I did not know how much blood I had lost, though I suppose, objectively, it was not much. How much can one of those creatures, even given the hideous distention of its digestive cavity, hold? Yet there had been many during the day. Many had released their hold themselves.
"That is the last one," observed the fellow, turning me about.
"My thanks," I said.
He had removed, by my count, eleven of the creatures. He had put them to the side. There are various ways in which they may be encouraged to draw out, not tearing the skin. The two most common are heat and salt. It is not wise, once they have succeeded in catching hold, to apply force to them. In this fashion, too often part of the creature is left in the body, a part, or parts, which must then be removed with a knife or similar tool.
Vagabonds of Gor Book 24 Pages 99 - 100
I opened my mouth and he put one of the leeches into it. "Eat," he said.

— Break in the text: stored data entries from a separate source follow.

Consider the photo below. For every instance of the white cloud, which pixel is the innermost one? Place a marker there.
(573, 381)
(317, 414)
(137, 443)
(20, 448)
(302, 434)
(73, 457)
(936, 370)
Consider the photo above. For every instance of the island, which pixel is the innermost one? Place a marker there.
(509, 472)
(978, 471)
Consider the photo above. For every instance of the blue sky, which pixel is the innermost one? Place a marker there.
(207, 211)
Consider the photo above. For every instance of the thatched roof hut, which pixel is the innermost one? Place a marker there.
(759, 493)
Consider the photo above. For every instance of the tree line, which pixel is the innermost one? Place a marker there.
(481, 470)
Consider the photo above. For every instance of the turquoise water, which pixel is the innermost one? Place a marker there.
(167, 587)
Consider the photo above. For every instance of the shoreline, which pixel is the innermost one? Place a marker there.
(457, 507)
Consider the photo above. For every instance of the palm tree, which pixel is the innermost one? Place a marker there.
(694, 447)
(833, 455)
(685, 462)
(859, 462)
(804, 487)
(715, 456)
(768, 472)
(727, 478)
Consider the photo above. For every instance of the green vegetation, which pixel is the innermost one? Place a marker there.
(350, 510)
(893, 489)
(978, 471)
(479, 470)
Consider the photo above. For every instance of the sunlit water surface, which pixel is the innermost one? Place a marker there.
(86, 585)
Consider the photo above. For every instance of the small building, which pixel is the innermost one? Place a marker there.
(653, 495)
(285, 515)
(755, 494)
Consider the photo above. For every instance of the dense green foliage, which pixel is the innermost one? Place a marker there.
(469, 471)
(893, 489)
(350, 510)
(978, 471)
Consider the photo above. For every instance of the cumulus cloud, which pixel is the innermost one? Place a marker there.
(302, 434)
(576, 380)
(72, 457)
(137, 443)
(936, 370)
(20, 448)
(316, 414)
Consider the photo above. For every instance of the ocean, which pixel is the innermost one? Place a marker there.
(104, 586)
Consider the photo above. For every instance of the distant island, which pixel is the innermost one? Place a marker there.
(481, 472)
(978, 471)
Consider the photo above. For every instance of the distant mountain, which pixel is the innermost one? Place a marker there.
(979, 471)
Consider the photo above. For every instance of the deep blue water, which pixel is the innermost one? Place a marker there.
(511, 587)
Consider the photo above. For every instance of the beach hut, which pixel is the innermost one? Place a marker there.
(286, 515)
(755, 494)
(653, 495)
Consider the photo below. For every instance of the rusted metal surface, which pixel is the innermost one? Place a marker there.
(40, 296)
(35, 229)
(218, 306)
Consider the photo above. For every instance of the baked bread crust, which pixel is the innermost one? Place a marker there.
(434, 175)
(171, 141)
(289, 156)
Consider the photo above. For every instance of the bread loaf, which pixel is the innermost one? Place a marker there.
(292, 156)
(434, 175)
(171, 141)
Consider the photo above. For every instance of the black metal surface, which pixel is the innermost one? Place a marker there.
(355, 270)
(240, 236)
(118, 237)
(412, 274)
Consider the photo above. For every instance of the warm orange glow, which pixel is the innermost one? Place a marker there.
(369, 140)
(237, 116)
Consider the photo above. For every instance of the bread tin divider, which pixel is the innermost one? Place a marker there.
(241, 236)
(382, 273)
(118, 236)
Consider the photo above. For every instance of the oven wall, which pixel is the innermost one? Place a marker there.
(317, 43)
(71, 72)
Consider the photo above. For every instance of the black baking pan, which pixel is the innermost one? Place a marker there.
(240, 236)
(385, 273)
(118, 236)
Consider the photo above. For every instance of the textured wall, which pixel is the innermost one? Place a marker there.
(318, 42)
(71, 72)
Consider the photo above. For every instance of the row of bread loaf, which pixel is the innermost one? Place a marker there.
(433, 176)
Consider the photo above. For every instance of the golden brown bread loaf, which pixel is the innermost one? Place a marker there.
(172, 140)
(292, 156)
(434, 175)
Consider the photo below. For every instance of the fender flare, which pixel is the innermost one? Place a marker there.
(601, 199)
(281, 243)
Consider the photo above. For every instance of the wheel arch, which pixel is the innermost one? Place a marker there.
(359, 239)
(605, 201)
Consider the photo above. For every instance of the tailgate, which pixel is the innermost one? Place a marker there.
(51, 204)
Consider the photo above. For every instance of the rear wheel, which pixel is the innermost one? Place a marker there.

Later he forced another leech into my mouth and waited until I had eaten it. He then took the remaining leeches and, with a shiver of disgust, with two hands, hurled them out from the bar, into the water.
Vagabonds of Gor Book 24 Page 102
"Such things often attach themselves to rence stems," I said. "Apparently you bent down, to drink. The front of your collar is wet, and the strap, near the throat. Your hair, too, is damp. Perhaps you brushed against rence in doing this. Too, however, such things can float free in the water."
"Please!" she said, shuddering. "Please!"
"It has not had time to affix itself," I said.
It was about four inches long, rubbery, glistening in the moonlight.
"Please!" she whispered.
I picked it off.
"Do you want it?" I asked.
"No!" she said.
"The marsh leech is edible," I said. "At one time I did not know that."
Vagabonds of Gor Book 24 Page 236
"Did you detect the presence of further such creatures upon me?" she asked, frightened.
"No," I said.
"Then I am now free of them?" she said.
"Apparently," I said.
She sobbed with relief.
"It may have been an isolated leech," I said.
"But there are others in the marsh!" she said.
"Of course," I said.
"Let me ride on the raft!" she begged.
"No," I said.
"But it is not just leeches," she said. "There are tharlarion, and other dangers."
"Keep a sharp lookout," I said.
Vagabonds of Gor Book 24 Page 238
In the boat were two wide, shallow, wooden buckets, each half filled with wet, glistening leeches, taken from the water, often from the stems of water plants, such as rence.
Before being put on her belly in the boat, Ellen's face, she on her knees, was almost thrust into these two buckets, one after the other, filled with twisting, inching, churning leeches, that she might see them. She shrank back, as she could, in terror.
These creatures are utilized in some manner by the caste of physicians, not for indiscriminate bleeding as once on Earth, but for certain allied chemical and decoagulant purposes. Such creatures may also be used, of course, for less benign purposes, for torture, the extraction of information, punishment and, in the extreme, executions. The "leech death" is not a pleasant one. These creatures are not to be confused with the leech plant, which supplements its photosynthetic activities with striking, snakelike, at passing objects.
Prize of Gor Book 27 Pages 365 - 366
"You are not to utter a sound," said the older lad, "not the least sound, or we will put you on your back, and put a stick between your teeth and tie it there, so that you cannot close your teeth, and then bind leeches in your mouth."
Prize of Gor Book 27 Page 366
Poling in the trackless delta, the rope on their neck, they are well aware of the wilderness, the vastness, the treacherous byways, the quicksand, the heat, the insects, leeches, delta sharks, winged, predatory uls, and, in particular, marsh tharlarion, which often scout the boats, and accompany them, little but the eyes visible, for pasangs.